Prognostic significance of TERT promoter mutations and amplification in HCC. (A) Kaplan-Meier survival analysis with respect to TERT promoter mutation status. (B) Amplification of 5q15.33 was associated with shortened overall survival in HCC patients. (C) Significant positive correlation between TERT Gistic score and mRNA expression levels in TERT-amplified samples. (D) HCC patients with TERT amplifications exhibited poorer overall survival. (E) Multivariate Cox regression analysis of HCCs with or without TERT amplification in relation to age, gender, race, HBV status and TNM staging.

Theranostics Image (Click on the image to enlarge.)
 Figure 5 

Mutation signatures operative in HCC and their correlation with gene mutations and alcohol consumption. (A) Lego plot of mutation patterns in 1,061 HCC samples. Single-nucleotide substitutions are divided into six categories with 16 surrounding flanking bases. Inset pie chart shows the proportion of 6 categories of mutation patterns. (B) Seven mutational signatures were extracted from HCC. (C) Proportion of 7 mutation signatures in individual HCC samples. (D) Kernel principal component analysis was conducted for mutational signatures with HCC samples from different studies labeled with different colors. (E-G) Significant association of mutation signatures with (E) TERT mutation status, (F) TP53 mutation status and (G) alcohol consumption were identified.
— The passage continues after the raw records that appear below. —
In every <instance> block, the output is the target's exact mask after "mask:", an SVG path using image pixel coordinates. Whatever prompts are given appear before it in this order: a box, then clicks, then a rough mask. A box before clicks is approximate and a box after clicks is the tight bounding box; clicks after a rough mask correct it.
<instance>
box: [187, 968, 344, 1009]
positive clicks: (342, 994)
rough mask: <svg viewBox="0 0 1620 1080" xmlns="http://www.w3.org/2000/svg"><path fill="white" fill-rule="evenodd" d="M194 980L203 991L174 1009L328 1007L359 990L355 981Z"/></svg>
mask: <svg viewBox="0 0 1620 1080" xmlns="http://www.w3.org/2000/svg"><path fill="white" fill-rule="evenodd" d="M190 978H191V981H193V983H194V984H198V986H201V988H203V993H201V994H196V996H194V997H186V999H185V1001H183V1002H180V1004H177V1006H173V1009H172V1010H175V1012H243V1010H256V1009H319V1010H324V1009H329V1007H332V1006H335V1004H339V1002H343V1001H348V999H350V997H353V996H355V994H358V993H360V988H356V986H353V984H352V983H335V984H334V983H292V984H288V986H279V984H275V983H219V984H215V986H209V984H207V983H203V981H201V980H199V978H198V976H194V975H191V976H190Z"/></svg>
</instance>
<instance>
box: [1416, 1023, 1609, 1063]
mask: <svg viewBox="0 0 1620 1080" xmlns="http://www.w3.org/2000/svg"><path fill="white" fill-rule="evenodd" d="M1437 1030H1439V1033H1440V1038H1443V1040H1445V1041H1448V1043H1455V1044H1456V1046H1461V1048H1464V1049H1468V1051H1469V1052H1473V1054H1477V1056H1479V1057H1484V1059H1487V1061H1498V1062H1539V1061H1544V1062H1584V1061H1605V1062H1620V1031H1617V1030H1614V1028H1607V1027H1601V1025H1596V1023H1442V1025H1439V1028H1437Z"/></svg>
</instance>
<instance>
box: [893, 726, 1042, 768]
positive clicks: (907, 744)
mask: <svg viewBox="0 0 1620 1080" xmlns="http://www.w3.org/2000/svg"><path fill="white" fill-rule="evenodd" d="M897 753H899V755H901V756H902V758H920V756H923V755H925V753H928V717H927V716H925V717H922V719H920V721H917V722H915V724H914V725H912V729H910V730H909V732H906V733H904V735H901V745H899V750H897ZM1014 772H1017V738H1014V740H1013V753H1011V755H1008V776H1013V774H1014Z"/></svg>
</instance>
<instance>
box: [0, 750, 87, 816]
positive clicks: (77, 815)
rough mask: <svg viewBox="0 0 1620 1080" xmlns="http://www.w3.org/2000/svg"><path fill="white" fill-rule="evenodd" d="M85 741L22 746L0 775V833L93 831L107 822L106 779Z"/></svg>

Theranostics Image (Click on the image to enlarge.)


In this study, we performed a systematic analysis of 1,061 HCC genomes, which is the largest number of HCC samples for integrative analysis thus far, and correlated our analysis with clinical features. The main findings that emerged from our study include: (1) Identification of new SMGs and genes enriched with promoter mutations; (2) Association between TERT amplification/promoter mutations and poorer overall survival in HCC; (3) Correlation of HCC mutation signatures with alcohol consumption and mutations of canonical cancer genes; (4) Identification of druggable targets in HCC, including AURKA, whose inhibition was experimentally confirmed to induce apoptosis in HCC cells.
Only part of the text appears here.